JAKARTA, BALIPOST.com – Guna mempercepat pembangunan di Papua, pemerintah menerjemahkan visi “Terwujudnya Papua Mandiri, Adil, dan Sejahtera” yang terkandung dalam Rencana Induk Percepatan Pembangunan Papua (RIPPP) 2022-2024 menjadi tiga jenis perencanaan pembangunan.
“Pertama, memberikan pelayanan kesehatan yang berkualitas dan merata, serta membudayakan hidup sehat dan bersih di masyarakat menuju Papua Sehat,” ujar Menteri Perencanaan Pembangunan Nasional/Kepala Badan Perencanaan Pembangunan Nasional (PPN/Bappenas) Suharso Monoarfa dalam peluncuran RIPPP dan Sistem Informasi Percepatan Pembangunan Papua (SIPPP), di Kota Sorong, Papua Barat Daya, yang dipantau secara virtual di Jakarta, seperti dikutip dari kantor berita Antara, Jumat (7/6).

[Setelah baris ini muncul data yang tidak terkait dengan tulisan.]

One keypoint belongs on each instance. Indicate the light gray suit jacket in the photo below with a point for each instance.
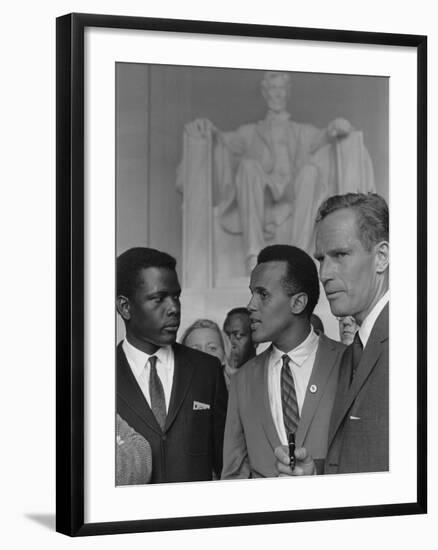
(250, 433)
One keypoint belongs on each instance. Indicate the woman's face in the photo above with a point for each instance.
(206, 340)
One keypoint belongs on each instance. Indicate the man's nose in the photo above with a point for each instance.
(325, 270)
(251, 304)
(174, 307)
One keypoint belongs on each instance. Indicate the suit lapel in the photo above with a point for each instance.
(129, 391)
(182, 377)
(325, 361)
(372, 351)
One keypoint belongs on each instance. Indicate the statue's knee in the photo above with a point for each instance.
(250, 174)
(308, 175)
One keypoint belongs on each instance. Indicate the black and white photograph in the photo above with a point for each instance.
(227, 196)
(252, 226)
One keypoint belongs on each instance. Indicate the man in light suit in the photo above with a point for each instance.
(352, 247)
(290, 387)
(173, 396)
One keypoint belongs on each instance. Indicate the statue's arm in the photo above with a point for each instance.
(337, 129)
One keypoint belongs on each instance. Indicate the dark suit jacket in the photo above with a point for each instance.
(190, 447)
(358, 437)
(250, 433)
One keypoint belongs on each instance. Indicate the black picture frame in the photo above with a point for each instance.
(70, 307)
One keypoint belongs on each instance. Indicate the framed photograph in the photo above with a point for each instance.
(209, 142)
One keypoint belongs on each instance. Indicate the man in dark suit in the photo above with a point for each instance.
(173, 396)
(352, 247)
(290, 387)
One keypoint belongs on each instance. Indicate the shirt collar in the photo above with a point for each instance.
(273, 118)
(368, 323)
(299, 354)
(139, 358)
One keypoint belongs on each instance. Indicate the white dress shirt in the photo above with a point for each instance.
(301, 363)
(139, 363)
(368, 323)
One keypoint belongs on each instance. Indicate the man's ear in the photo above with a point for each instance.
(123, 307)
(382, 256)
(298, 303)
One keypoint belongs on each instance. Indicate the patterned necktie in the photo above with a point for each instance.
(357, 350)
(156, 392)
(291, 414)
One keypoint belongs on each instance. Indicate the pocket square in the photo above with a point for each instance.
(199, 406)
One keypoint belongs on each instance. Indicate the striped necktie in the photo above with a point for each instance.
(357, 350)
(156, 392)
(291, 414)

Dengan demikian, diharapkan angka prevalensi stunting turun hingga di bawah 10 persen pada tahun 2041, umur harapan hidup meningkat, serta seluruh kabupaten/kota mencapai eliminasi malaria.
Kedua, memberikan pelayanan pendidikan yang berkualitas untuk membentuk pribadi unggul, kreatif, inovatif, berkarakter, dan mampu bekerjasama menuju Papua Cerdas. Sehingga, harapan lama sekolah di wilayah Papua pada tahun 2041 ditargetkan dapat mencapai 15-16 tahun.

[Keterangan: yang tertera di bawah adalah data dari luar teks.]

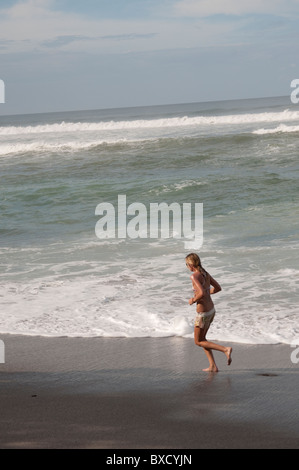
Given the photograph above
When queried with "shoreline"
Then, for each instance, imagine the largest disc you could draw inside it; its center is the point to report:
(145, 393)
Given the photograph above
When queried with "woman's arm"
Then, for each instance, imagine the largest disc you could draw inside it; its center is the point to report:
(199, 291)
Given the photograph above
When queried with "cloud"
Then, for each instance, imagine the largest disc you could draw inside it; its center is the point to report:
(203, 8)
(35, 23)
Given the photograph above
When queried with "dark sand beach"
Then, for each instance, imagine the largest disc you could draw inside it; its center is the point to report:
(117, 393)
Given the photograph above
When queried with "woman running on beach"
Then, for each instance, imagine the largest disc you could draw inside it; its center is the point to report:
(204, 285)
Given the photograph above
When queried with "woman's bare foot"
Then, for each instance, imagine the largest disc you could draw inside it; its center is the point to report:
(211, 369)
(228, 354)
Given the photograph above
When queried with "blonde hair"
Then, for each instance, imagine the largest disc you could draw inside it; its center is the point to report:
(194, 260)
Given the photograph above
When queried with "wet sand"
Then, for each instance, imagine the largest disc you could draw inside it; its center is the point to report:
(147, 393)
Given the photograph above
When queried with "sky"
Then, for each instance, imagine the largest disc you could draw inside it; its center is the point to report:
(60, 55)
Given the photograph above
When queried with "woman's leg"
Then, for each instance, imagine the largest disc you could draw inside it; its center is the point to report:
(199, 336)
(208, 346)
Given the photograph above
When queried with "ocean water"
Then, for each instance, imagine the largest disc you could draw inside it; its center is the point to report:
(237, 158)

Terakhir ialah meningkatkan kompetensi, kreativitas, dan inovasi dalam pengembangan potensi ekonomi lokal yang berdaya saing menuju Papua Produktif.

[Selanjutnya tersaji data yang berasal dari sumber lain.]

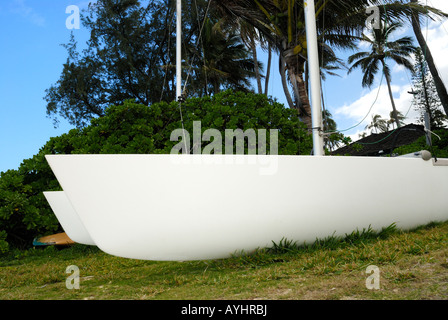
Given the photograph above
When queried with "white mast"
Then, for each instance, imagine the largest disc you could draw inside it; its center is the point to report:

Dalam misi ini, diharapkan tingkat kemiskinan dan tingkat pengangguran terbuka dapat turun masing-masing menjadi 5,8-2,82 persen dan 4,11-1,73 persen pada tahun 2041.
Di samping itu, ada empat prasyarat utama dalam rangka melaksanakan tiga misi tersebut untuk mencapai sasaran pembangunan Papua.
Pertama yaitu infrastruktur dasar dan konektivitas yang mendukung peningkatan akses ke pusat pelayanan dasar, pusat penggerak ekonomi, serta konektivitas intra dan antarwilayah.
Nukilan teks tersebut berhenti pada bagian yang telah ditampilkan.